Friday, August 15, 2008

Canning blueberries...

I can blueberries for my family for the sole purpose of using them for blueberry muffins. They are on sale this week at the grocery store. 2 lb clamshell for $3.98. That is an awesome deal. This 2 lb clamshell of berries yields 8 half pints of canned blueberries.

Fill your jars with firm berries. If you run across mushy ones - don't use them.
Simmer your canning lids in hot water until your syrup is ready. Do not boil this water. It will melt the rubber sealant on the lid. Just let this simmer. It's all you need to do.

I have a huge pot of syrup here. I am doing the 3 cups water/1 cup sugar ratio. I have such a large pot because I will need it again in a couple days for peaches and more blueberries.
Back to the topic of syrup - get this very, very, very hot. It doesn't need to boil though.
Have your canner ready to add the jars. My canner happens to be a steamer canner. I love it. It's been a very good friend for 14 years now. We have had lots of use out of it.

**Just a reminder - steamer/water bath canners are not to be used for meats or veggies.
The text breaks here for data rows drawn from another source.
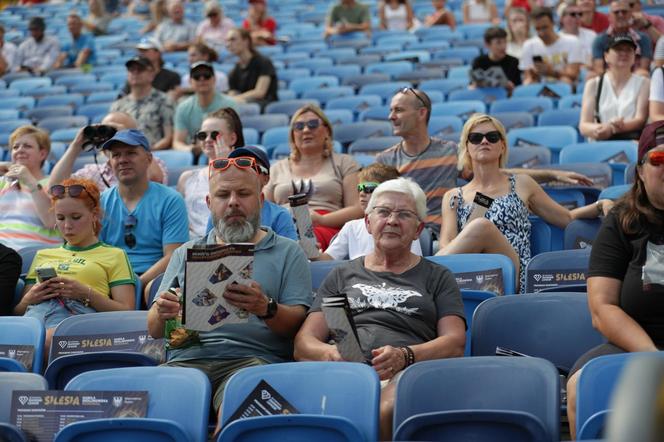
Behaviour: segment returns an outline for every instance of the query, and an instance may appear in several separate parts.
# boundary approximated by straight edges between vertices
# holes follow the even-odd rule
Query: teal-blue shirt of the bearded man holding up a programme
[[[263,228],[267,235],[259,241],[254,251],[253,279],[260,284],[263,293],[279,304],[311,306],[311,273],[309,263],[300,246],[288,238]],[[167,291],[177,277],[184,287],[184,263],[187,249],[194,245],[216,244],[216,235],[189,241],[178,247],[168,263],[159,286],[159,293]],[[155,297],[157,299],[159,294]],[[250,315],[249,322],[225,324],[210,332],[199,332],[202,345],[168,352],[168,360],[190,359],[241,359],[257,357],[268,362],[284,362],[293,359],[293,339],[274,333],[265,321]]]

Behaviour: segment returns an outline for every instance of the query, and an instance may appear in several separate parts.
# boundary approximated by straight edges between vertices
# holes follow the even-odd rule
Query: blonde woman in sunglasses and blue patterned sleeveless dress
[[[530,213],[564,229],[577,218],[606,214],[613,203],[568,210],[549,197],[528,175],[507,175],[507,134],[496,118],[476,114],[466,121],[459,142],[459,168],[473,172],[463,187],[443,197],[438,255],[500,253],[514,262],[521,291],[530,261]]]

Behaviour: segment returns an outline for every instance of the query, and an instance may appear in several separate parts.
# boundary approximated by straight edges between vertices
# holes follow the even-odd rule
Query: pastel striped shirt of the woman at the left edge
[[[48,178],[44,178],[40,184],[45,186],[47,182]],[[62,243],[57,230],[42,224],[30,192],[15,185],[10,187],[4,179],[0,180],[0,242],[17,251]]]

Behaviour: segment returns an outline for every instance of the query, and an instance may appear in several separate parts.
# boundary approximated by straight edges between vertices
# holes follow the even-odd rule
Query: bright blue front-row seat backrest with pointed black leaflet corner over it
[[[365,440],[378,439],[380,384],[376,371],[353,362],[293,362],[245,368],[224,390],[222,426],[261,380],[300,413],[350,419]]]

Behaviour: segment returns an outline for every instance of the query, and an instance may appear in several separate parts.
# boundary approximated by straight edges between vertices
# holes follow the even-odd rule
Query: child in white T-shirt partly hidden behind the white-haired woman
[[[392,166],[374,163],[362,169],[358,174],[360,205],[362,210],[367,209],[371,193],[380,183],[399,178],[399,172]],[[332,239],[330,246],[318,260],[355,259],[373,251],[374,241],[364,225],[364,218],[348,221],[339,233]],[[413,241],[411,251],[422,255],[419,241]]]

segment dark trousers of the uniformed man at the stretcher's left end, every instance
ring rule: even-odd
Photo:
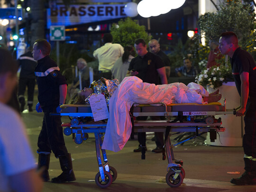
[[[37,152],[51,152],[55,157],[66,155],[67,148],[64,142],[62,122],[60,116],[50,116],[50,113],[56,113],[57,106],[43,108],[44,119],[41,132],[37,142]]]

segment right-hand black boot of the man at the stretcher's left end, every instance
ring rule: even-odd
[[[67,155],[59,156],[61,170],[63,171],[61,175],[52,178],[52,183],[64,183],[75,181],[75,175],[73,172],[71,155],[68,153]]]

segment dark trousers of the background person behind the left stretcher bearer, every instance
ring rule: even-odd
[[[34,99],[34,90],[35,90],[35,79],[31,78],[19,78],[18,81],[18,98],[20,100],[21,97],[24,98],[24,94],[27,87],[27,105],[32,106],[33,105],[33,99]]]

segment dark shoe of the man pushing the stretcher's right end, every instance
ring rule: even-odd
[[[239,178],[232,178],[230,183],[236,185],[256,184],[256,174],[245,171]]]

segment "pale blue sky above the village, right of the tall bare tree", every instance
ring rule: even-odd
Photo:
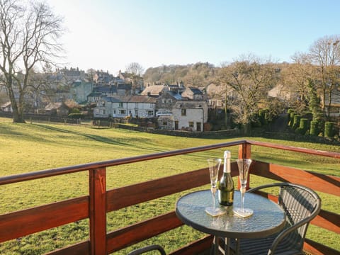
[[[338,0],[46,0],[64,17],[68,67],[117,74],[131,62],[210,62],[253,53],[290,62],[340,34]]]

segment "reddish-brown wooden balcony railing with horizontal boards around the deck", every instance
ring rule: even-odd
[[[79,171],[89,171],[89,196],[72,198],[57,203],[41,205],[35,208],[28,208],[26,210],[0,215],[0,243],[88,218],[88,240],[56,251],[51,251],[49,254],[101,255],[111,254],[114,251],[119,251],[132,244],[136,244],[142,240],[154,237],[157,234],[179,227],[183,224],[179,221],[173,211],[158,215],[149,220],[138,222],[134,225],[114,230],[113,232],[107,232],[106,214],[107,212],[113,212],[130,205],[136,205],[148,200],[162,198],[174,193],[186,191],[190,188],[208,184],[209,178],[207,169],[198,169],[183,174],[177,174],[175,176],[167,176],[153,181],[133,184],[132,186],[107,190],[106,168],[108,166],[118,166],[121,164],[131,164],[151,159],[174,157],[181,154],[203,152],[235,145],[239,146],[239,158],[251,158],[251,147],[260,146],[340,159],[340,153],[336,152],[323,152],[313,149],[274,145],[266,142],[239,140],[217,145],[179,149],[170,152],[147,154],[106,162],[96,162],[93,164],[36,171],[15,176],[4,176],[0,178],[0,185],[42,179]],[[251,166],[250,173],[251,176],[256,175],[266,177],[272,179],[273,182],[289,181],[299,183],[308,186],[315,191],[328,193],[338,197],[340,196],[340,178],[336,176],[302,171],[288,166],[256,161],[256,159]],[[237,166],[235,163],[232,163],[232,176],[237,176]],[[174,185],[174,183],[176,183],[176,185]],[[275,200],[275,198],[272,198],[271,196],[268,196],[268,198]],[[327,210],[321,210],[319,216],[312,221],[312,224],[334,232],[334,238],[339,238],[340,220],[338,214]],[[180,249],[172,251],[171,254],[197,254],[200,251],[208,249],[211,242],[212,237],[203,237],[196,242],[192,242]],[[340,254],[339,251],[310,239],[306,239],[304,249],[311,254]]]

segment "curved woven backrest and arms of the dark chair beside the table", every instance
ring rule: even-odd
[[[275,251],[278,244],[285,244],[286,249],[301,251],[310,221],[319,214],[321,199],[312,189],[294,183],[273,183],[256,188],[280,187],[278,204],[285,210],[286,226],[272,244],[271,251]]]

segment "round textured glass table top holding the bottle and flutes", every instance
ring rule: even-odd
[[[179,198],[176,203],[176,214],[179,219],[207,234],[219,237],[259,238],[274,234],[285,226],[285,212],[273,201],[254,193],[245,193],[244,208],[251,208],[254,214],[242,218],[234,215],[233,207],[240,207],[241,195],[234,192],[234,205],[222,206],[217,201],[215,205],[227,210],[224,215],[212,217],[205,212],[211,206],[212,195],[210,190],[188,193]]]

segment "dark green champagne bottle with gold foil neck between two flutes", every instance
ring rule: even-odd
[[[232,205],[234,202],[234,181],[232,180],[230,159],[231,154],[225,151],[225,164],[223,165],[223,175],[218,186],[218,201],[220,205]]]

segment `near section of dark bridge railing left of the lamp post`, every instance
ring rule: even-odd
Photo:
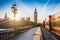
[[[7,38],[12,37],[12,36],[15,36],[15,31],[6,30],[6,31],[0,32],[0,39],[1,40],[7,39]]]

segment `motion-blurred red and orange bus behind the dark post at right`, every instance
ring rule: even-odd
[[[51,15],[52,31],[60,36],[60,11],[54,15]],[[49,30],[49,17],[46,18],[45,28]]]

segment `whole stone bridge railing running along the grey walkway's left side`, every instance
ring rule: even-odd
[[[31,28],[32,26],[28,26],[28,27],[26,26],[26,27],[16,28],[16,31],[14,28],[13,29],[8,28],[7,30],[0,31],[0,39],[4,40],[16,36],[16,34],[19,34],[20,32],[25,32],[26,30]]]

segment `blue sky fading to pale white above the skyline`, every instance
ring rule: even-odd
[[[0,18],[7,13],[8,17],[13,19],[11,7],[14,3],[18,9],[16,15],[18,20],[22,17],[30,17],[33,21],[35,8],[38,13],[38,22],[60,11],[60,0],[0,0]]]

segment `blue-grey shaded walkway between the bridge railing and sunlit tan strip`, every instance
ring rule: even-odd
[[[26,31],[25,33],[19,34],[12,38],[8,38],[7,40],[33,40],[34,34],[36,33],[37,28],[38,27],[32,28],[29,31]]]

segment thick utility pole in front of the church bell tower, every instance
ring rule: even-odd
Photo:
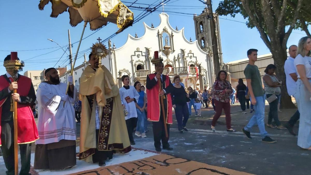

When in doubt - contact your local extension office.
Remove the top of the canner and place your jars on the metal tray. Cover and process 15 minutes.
Your next best friend in the canning process are these jar tongs. They help get your finished product to some towels to cool off.
All done! This didn't take long. Now I have enough blueberries to make 8 batches of blueberry muffins.